5 Lessons for Mid-Size Companies Looking to Hire a Virtual Assistant

Enter our virtual assistant. Her formal name is the Allstate Business Insurance Expert (ABIe), but we know her as Abby, and she’s the product of next-generation knowledge management. She brought us the magic of Apple’s Siri, but at a sliver of the cost.

Employing a rigorous approach to the words and phrases at the heart of our products, ABIe’s avatar-driven interface quickly provides accurate answers to policy questions while streamlining the preparation of sales quotes.

ABIe’s volume has soared from 20,000 questions during the first six months online to 1.2 million a year, in large part because we’ve expanded her role in the business. And though her workload has exploded, ABIe is the opposite of a cost center—our expenses to develop her were more than offset by call-center savings even before we celebrated her first birthday. Having recently turned three, she continues to contribute to the bottom line.

“ABIe brought us the magic of Apple’s Siri, but at a sliver of the cost.”

Here are 5 lessons than can help mid-sized companies get their own ABIe.

1. Don’t think you have to spend tons of money. We didn’t. At the high end of artificial intelligence is cognitive computing, involving systems with the capacity to learn. At the less-expensive end is a knowledge-based approach that organizes highly accessible and interactive systems of information. That’s our playing field right now, and we can build on it in the future since all of our moves there are necessary components for more ambitious AI efforts. In fact, we think of ABIe as our precursor to cognitive computing on a shoestring.

2. Find the right AI partner. During the selection process we learned that while many vendors say they have AI expertise or claim the off-the-shelf applications can achieve business objectives, that was not the case. We worked with Earley Information Science because they could accurately scope and scale the project within our budgetary and time parameters. ABIe  was up and running in less than a year, which is very fast given all of the moving pieces in a knowledge-based system.

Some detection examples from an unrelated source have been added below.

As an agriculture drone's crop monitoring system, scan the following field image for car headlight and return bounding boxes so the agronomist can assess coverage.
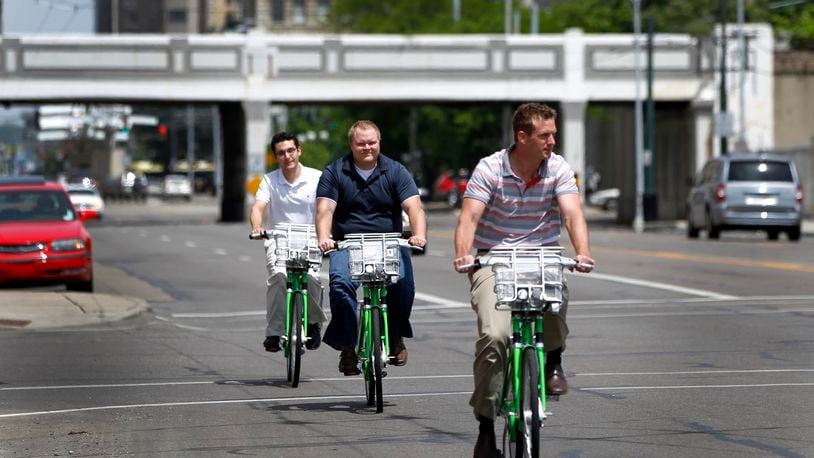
[51,239,86,251]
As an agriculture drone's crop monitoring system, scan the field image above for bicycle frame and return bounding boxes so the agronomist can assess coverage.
[337,233,409,412]
[477,247,576,450]
[262,224,322,388]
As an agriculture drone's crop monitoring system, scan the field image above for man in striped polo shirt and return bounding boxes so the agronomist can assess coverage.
[453,103,594,456]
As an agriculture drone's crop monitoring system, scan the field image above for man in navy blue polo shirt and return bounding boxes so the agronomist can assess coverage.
[316,121,427,375]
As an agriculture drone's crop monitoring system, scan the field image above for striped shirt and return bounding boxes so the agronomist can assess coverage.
[464,149,579,250]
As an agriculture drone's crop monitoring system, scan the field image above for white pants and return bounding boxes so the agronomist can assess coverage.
[265,239,327,337]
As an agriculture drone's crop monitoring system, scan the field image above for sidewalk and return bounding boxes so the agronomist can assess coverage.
[0,290,149,329]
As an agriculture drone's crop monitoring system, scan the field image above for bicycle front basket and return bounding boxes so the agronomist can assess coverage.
[345,233,400,281]
[489,247,563,312]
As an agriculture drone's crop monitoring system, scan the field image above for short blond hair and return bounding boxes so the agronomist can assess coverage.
[348,119,382,143]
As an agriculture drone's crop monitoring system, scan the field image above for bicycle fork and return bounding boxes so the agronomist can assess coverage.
[359,286,390,374]
[501,317,551,441]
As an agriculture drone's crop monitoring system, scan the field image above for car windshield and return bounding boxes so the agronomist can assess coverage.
[68,189,96,196]
[0,190,76,222]
[729,161,793,181]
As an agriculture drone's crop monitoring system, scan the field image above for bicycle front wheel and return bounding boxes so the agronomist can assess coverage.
[515,348,541,458]
[287,292,305,388]
[368,308,384,413]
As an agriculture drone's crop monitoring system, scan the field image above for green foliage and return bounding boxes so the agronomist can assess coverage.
[328,0,814,48]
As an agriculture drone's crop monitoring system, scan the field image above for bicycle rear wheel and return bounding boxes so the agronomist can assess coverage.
[368,308,384,413]
[286,292,304,388]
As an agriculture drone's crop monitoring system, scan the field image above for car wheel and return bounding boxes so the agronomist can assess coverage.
[687,211,698,239]
[602,199,619,210]
[786,226,800,242]
[65,278,93,293]
[707,210,721,240]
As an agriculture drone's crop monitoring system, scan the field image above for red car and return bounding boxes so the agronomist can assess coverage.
[0,177,93,292]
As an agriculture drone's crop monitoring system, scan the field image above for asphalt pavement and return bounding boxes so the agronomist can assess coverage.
[0,198,814,329]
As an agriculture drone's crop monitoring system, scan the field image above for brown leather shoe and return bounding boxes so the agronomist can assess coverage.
[545,364,568,396]
[390,337,407,366]
[473,421,503,458]
[339,347,361,376]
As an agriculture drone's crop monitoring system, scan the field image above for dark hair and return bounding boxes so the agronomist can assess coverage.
[512,103,557,138]
[348,119,382,143]
[271,131,300,153]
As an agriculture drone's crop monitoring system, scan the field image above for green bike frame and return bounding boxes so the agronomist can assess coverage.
[500,311,546,442]
[356,283,390,368]
[285,266,308,356]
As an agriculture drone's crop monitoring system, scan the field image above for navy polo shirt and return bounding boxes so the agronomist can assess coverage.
[317,154,418,240]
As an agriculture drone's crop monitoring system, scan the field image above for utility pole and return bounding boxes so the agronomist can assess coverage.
[503,0,512,35]
[736,0,749,153]
[718,0,732,156]
[631,0,644,233]
[644,15,658,220]
[529,0,540,35]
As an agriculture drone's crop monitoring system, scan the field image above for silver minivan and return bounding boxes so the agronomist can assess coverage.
[687,155,803,240]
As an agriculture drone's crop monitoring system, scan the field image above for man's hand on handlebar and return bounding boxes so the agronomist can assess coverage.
[574,254,596,273]
[452,254,475,273]
[407,235,427,248]
[319,238,336,253]
[249,227,266,240]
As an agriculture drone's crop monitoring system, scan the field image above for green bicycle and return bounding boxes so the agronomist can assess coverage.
[250,224,322,388]
[337,233,421,413]
[464,247,588,458]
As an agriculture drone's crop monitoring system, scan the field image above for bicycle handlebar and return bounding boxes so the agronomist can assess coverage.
[458,254,594,274]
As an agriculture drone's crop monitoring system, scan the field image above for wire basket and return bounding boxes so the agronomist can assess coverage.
[272,223,322,271]
[489,247,563,313]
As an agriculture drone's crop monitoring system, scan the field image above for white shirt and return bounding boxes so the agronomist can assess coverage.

3. Give YOUR ABIe the right information. ABIe pulls her answers from a data warehouse, where all the relevant knowledge relating to our products and processes has been organized. In AI speak, that means our numbers, charts, words and phrases have been chopped, chunked, tagged and HR-optimized to give ABIe the ingredients for those answers. The accuracy and value of the answers depends not only on all the necessary ingredients being present, but also on their freshness and preparation.

4. Be ready for mistakes and course corrections. Inevitably, we got some things wrong in the way we prepared our ingredients, despite assigning three managers to the project along with nine subject-matter experts. Our biggest mistake was providing ABIe with too many ingredients, making some of her answers too thorough. It was as if we were asked for the time and then told the questioner how to build a clock. It took trial and error—in part, by debriefing agents after their sessions—to arrive at very specific, and far more useful, answers along with the governance, metrics and change management processes to make controlled, methodical updates.

5. Look for new ways to use ABIe. ABIe is tireless and never asks for a raise. And she’s almost entirely a sunk cost. So any new applications can only swell the bottom line. One of our unexpected dividends was further savings at the call centers, where attrition rates can be as high as 33% a year. ABIe cut the training time in half for replacements. In the larger picture, ABIe has morphed from a how-to role in policy administration into something of an oracle on marketing, underwriting and other elements of the business. The sum total of our knowledge is now in the warehouse and ABIe has become the go-to answer place for all employees. Next up: we’ll be turning ABIe’s face outward, to help customers.

One last tip: Change is constant in the virtual world, as in ours. As valuable as our ABIe has been, some younger siblings are bound to come along in the AI family, and we’ll be happy to hire them, too.


Mike Barton

Mike Barton is President of Allstate Business Insurance, the small-business insurance group of Allstate valued at $500 million. With his team, he has revitalized the business across products, proposition and platform.